Phenomena induced by powerful HF pumping towards magnetic zenith with a frequency near the F-region critical frequency and the third electron gyro harmonic frequency
- 1Arctic and Antarctic Research Institute, St. Petersburg, Russia
- 2European Office of Aerospace Research and Development, UK
- 3EISCAT Scientific Association, Ramfjordbotn, Norway
- 4Department of Physics and Astronomy, University of Leicester, LEI 7RH, UK
- 5University of Tromsø, Tromsø, Norway
Abstract. Multi-instrument observational data from an experiment on 13 October 2006 at the EISCAT/HEATING facility at Tromsø, Norway are analysed. The experiment was carried out in the evening hours when the electron density in the F-region dropped, and the HF pump frequency fH was near and then above the critical frequency of the F2 layer. The distinctive feature of this experiment is that the pump frequency was just below the third electron gyro harmonic frequency, while both the HF pump beam and UHF radar beam were directed towards the magnetic zenith (MZ). The HF pump-induced phenomena were diagnosed with several instruments: the bi-static HF radio scatter on the London-Tromsø-St. Petersburg path, the CUTLASS radar in Hankasalmi (Finland), the European Incoherent Scatter (EISCAT) UHF radar at Tromsø and the Tromsø ionosonde (dynasonde).
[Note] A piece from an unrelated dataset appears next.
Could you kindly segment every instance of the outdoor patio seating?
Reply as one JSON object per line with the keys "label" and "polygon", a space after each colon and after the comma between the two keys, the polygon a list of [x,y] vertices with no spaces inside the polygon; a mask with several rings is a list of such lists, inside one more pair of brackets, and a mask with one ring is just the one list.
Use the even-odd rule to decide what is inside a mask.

The results show thermal electron excitation of the HF-induced striations seen simultaneously from HF bi-static scatter and CUTLASS radar observations, accompanied by increases of electron temperature when the heater frequency was near and then above the critical frequency of the F2 layer by up to 0.4 MHz. An increase of the electron density up to 25% accompanied by strong HF-induced electron heating was observed, only when the heater frequency was near the critical frequency and just below the third electron gyro harmonic frequency. It is concluded that the combined effect of upper hybrid resonance and gyro resonance at the same altitude gives rise to strong electron heating, the excitation of striations, HF ray trapping and extension of HF waves to altitudes where they can excite Langmuir turbulence and fluxes of electrons accelerated to energies that produce ionization.